AS the runner-up to the Presto Bank, I unhesitatingly nominate the Freedman’s Bank. Again, through the courtesy of Dr. Corby, I am able to reproduce the dodger advertising this Bank for sale and through the good offices of Mr. Ferguson, another thirty-third degree collector, I am able to show a photograph of the remains of what was once a Freedman’s Bank. I will not apologize for the condition of this Bank, because it is, so far as we know, the only one which has survived in any condition.

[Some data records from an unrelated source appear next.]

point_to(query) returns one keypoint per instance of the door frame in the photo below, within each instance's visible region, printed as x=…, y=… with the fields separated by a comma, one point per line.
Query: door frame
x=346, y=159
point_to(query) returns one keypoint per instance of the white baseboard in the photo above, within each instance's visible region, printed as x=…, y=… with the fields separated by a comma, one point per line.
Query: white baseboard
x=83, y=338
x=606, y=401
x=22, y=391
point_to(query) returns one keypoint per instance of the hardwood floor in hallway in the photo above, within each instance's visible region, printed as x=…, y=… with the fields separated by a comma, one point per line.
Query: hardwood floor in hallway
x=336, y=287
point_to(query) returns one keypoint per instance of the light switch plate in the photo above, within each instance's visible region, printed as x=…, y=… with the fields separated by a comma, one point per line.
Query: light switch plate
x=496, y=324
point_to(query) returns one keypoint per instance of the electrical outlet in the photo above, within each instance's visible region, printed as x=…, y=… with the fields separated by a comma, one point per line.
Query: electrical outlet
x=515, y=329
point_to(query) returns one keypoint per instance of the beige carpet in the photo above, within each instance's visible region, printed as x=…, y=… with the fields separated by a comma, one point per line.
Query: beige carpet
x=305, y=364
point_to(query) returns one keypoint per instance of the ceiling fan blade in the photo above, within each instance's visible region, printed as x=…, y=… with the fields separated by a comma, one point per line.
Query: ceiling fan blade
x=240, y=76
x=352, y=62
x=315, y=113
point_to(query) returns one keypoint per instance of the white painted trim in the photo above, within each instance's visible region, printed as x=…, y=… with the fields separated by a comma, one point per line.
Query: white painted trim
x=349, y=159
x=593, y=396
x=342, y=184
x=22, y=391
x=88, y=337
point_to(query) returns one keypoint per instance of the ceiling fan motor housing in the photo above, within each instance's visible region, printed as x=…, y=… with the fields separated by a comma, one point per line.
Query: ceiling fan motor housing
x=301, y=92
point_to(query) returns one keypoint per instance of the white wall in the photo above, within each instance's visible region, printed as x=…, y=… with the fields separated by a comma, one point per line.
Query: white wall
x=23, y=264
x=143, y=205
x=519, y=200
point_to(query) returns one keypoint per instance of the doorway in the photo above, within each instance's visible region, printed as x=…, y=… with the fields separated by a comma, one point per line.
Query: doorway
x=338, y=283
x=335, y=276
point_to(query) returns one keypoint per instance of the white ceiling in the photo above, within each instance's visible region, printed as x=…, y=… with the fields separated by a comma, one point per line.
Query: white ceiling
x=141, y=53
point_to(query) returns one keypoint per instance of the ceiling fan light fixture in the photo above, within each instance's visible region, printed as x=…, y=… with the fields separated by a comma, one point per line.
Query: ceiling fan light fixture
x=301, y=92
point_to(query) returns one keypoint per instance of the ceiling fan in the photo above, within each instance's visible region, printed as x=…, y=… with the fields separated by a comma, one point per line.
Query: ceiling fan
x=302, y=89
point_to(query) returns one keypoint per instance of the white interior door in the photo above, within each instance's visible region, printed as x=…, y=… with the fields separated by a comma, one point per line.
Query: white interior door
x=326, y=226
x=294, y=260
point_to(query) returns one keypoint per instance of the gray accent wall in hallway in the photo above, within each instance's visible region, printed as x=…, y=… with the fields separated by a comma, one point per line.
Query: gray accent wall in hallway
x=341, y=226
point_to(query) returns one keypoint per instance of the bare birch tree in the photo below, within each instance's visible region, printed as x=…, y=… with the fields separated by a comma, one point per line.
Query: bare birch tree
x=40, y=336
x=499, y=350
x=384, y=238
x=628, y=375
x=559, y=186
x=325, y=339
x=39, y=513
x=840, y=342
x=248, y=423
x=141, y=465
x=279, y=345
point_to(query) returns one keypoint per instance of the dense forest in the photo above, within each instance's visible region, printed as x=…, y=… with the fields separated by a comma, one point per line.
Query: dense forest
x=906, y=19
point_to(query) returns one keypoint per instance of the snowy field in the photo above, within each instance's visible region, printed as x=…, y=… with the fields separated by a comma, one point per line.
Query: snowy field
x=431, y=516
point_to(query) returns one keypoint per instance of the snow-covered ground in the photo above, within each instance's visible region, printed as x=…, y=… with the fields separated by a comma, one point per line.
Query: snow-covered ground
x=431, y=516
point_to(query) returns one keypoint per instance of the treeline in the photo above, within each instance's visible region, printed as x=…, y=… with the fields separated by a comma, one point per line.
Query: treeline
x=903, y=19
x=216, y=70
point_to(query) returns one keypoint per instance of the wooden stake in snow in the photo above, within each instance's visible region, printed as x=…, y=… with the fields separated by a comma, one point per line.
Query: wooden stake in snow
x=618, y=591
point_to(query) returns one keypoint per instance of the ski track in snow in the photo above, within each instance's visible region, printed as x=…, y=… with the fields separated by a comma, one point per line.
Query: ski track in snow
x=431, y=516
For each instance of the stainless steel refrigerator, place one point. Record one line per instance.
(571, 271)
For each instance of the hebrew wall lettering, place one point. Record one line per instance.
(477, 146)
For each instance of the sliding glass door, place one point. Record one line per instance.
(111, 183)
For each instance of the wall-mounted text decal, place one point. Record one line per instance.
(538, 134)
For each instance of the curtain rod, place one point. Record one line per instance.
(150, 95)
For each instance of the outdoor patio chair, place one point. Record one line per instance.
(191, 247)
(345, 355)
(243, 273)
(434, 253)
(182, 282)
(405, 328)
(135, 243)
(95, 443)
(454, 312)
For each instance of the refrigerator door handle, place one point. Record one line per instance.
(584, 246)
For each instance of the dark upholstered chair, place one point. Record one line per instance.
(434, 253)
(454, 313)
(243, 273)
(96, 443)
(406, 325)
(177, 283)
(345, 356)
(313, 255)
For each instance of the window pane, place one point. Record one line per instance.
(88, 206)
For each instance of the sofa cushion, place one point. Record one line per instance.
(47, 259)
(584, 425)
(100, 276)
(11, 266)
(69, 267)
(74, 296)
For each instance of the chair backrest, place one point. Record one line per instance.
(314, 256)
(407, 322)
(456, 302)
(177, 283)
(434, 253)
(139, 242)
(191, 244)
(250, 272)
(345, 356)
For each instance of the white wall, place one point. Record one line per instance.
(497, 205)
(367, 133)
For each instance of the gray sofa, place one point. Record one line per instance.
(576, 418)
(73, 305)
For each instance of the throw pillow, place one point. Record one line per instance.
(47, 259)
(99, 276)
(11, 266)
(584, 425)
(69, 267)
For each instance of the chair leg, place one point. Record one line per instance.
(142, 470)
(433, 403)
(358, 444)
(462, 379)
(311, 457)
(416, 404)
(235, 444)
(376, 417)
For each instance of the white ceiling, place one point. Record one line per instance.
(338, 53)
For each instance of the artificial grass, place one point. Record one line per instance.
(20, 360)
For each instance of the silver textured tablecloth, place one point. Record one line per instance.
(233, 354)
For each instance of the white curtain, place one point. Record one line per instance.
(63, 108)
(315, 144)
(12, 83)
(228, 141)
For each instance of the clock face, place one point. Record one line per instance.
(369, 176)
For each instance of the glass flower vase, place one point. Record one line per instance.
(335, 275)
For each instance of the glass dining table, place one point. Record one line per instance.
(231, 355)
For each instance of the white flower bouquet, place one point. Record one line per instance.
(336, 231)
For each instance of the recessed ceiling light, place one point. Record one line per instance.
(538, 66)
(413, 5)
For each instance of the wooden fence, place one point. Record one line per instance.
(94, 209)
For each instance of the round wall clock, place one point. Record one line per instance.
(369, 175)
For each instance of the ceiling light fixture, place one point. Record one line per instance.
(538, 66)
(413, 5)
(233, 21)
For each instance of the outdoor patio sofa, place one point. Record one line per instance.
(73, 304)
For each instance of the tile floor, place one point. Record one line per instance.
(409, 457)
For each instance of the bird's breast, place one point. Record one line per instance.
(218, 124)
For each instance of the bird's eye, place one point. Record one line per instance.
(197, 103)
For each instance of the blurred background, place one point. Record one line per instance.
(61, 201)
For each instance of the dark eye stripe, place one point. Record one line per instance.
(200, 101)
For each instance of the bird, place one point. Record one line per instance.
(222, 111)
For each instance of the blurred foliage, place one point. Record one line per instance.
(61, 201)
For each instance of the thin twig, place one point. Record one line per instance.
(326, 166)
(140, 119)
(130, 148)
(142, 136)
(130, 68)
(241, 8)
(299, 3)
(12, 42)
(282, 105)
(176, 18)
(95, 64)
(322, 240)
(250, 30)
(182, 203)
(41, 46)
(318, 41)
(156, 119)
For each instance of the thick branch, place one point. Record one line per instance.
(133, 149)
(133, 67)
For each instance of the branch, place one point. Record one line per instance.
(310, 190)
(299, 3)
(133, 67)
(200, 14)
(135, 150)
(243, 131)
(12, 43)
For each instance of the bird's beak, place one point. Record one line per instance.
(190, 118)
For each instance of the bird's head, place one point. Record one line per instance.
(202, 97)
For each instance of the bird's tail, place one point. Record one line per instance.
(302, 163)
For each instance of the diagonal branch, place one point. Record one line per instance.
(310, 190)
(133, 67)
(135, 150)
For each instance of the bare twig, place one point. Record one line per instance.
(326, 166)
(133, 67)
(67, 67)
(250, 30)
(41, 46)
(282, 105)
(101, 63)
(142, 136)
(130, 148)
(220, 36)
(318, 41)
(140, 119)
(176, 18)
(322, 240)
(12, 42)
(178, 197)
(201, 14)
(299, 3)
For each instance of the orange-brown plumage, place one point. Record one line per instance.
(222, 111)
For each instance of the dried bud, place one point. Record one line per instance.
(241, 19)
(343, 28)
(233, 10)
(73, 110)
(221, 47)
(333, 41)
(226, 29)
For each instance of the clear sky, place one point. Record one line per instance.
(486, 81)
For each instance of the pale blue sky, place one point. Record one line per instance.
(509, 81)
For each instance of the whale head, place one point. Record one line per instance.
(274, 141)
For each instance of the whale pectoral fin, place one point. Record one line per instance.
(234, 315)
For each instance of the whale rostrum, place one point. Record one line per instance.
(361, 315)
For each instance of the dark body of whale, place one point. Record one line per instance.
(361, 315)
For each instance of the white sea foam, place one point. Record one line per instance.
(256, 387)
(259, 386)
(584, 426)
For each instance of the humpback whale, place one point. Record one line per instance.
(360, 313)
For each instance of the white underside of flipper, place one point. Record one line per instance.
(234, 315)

As long as Banks are collected, and as long as new treasures are unearthed, unquestionably this subject of the rarest Bank will ever remain an open one, and one full to the brim of human interest and excitement. It thrills me to think that right at the moment while you are reading this article, someone is probably planning to prove to me that they have a Bank, even rarer than any that I have mentioned, a Bank meeting all requirements, and existing because they actually have it in their possession, and rarer than any of these because none of us so-called Bank experts have ever even heard of it before.

n

The Forum

Question: I have started to collect old Banks, and as the one I had when I was a girl was of an Eagle with her two young birds, who put the penny in a nest, I naturally bought this one among the first Banks I purchased. As I remember, the little birds in my bank used to squeak, when the coin dropped into the Bank, but the one I have now does not make any noise, Is this a different bank, or a later model? I would appreciate a reply.—E.L.B.

Answer: The reason your childhood bank had the little birds that squeaked or chirped when the coin was deposited was due to the fact that these Banks when they were made were equipped with a tiny bellows, and so arranged that when the Bank was operated, a sound very similar indeed to the chirping of little birds, issued from the bank. Time has doubtless taken its toll of the bellows or as it is more commonly called, the squeaker.